Hmmm... Let me start with a story. I've gamed under a lot of different GMs, and most of them were bad. The most common bad trait was to put story first. They'd happily have Superman ruthlessly kill a drug-addicted Batman if they thought it made for a "good story". Under one in particular, as of the first session, it was easy enough to tell that no PC would ever die, and not just how many but which characters would still be conscious when the BBEG was finally defeated, because that was what he believed made for the best story. It made actually playing through the game... uninteresting. I'd say I'd rather just have read the book, but even the book would have been predictable and dull.

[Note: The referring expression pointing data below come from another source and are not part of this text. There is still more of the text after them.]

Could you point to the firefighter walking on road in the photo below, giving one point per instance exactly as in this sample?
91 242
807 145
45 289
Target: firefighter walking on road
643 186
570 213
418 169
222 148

So, yes, my experiences have helped shape my belief that realism > game play > story. Since you didn't like my words, let me borrow someone else's: simulation > gamist > narrative. And, for the longest time, I thought anyone who cared about story was either wrong, or "brain damaged". Now, switching back to my words, I have learned that here, to, it is a matter if taste, and there exist people who can genuinely care about story over game play or even realism, and, to them, that's fun.

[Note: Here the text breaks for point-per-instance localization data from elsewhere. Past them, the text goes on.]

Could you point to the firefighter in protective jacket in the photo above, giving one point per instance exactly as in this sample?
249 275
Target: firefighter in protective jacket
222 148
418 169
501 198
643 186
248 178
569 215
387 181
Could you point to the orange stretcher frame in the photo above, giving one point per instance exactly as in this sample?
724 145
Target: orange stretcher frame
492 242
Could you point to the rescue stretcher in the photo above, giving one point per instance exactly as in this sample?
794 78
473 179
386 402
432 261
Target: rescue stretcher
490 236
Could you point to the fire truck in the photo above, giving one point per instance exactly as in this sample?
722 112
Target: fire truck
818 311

Ugh, that theory. Yeah, it's not exactly conducive to coming into these conversations without trying to take a stand one way or another.


IIRC (as I said, I wasn't part of this group), when they randomly encountered said dragon, it was just flying overhead. Some idiot shot at it, and the party fled in different directions, while "toasty" got his just deserts.

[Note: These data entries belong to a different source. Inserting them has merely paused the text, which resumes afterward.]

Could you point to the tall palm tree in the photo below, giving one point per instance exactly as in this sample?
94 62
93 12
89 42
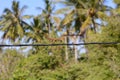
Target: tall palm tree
12 23
84 14
36 31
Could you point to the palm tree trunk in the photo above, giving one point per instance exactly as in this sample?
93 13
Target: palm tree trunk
66 42
75 49
66 49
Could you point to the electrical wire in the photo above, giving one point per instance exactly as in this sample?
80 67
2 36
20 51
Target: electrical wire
88 43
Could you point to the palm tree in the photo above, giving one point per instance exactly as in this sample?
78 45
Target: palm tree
12 23
36 31
84 14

This still sort of begs the question: What does a roll on a random encounter table actually represent? To me, it means, an encounter. It means if the players survive, they get EXP. A random encounter table under that system can easily be unfair since there's an expectation that this encounter reacts to and is a danger to the party. By contrast if your encounter table just means "I rolled something, you see it." then it's not really an unfair or inappropriate encounter. If a dragon isn't even heading towards the party then it is in no way unfair.


This implies a style preference which is not universal. It's like claiming that the person who invented chess is at "fault" for all the pawn deaths.

Aaaand my phone is almost out of charge. I've tried to delete everything I haven't responded to; apologies if I missed something.


And he is at fault for the pawn deaths because he designed them to be sacrificial. They're meant to be lost in large numbers. Just like players in a D&D game can end up being disposable or not based on what the DM populates the world with, he can't add in dangerous encounters that are guaranteed to kill the party and claim he's innocent when they get killed off, that DM is still a killer DM.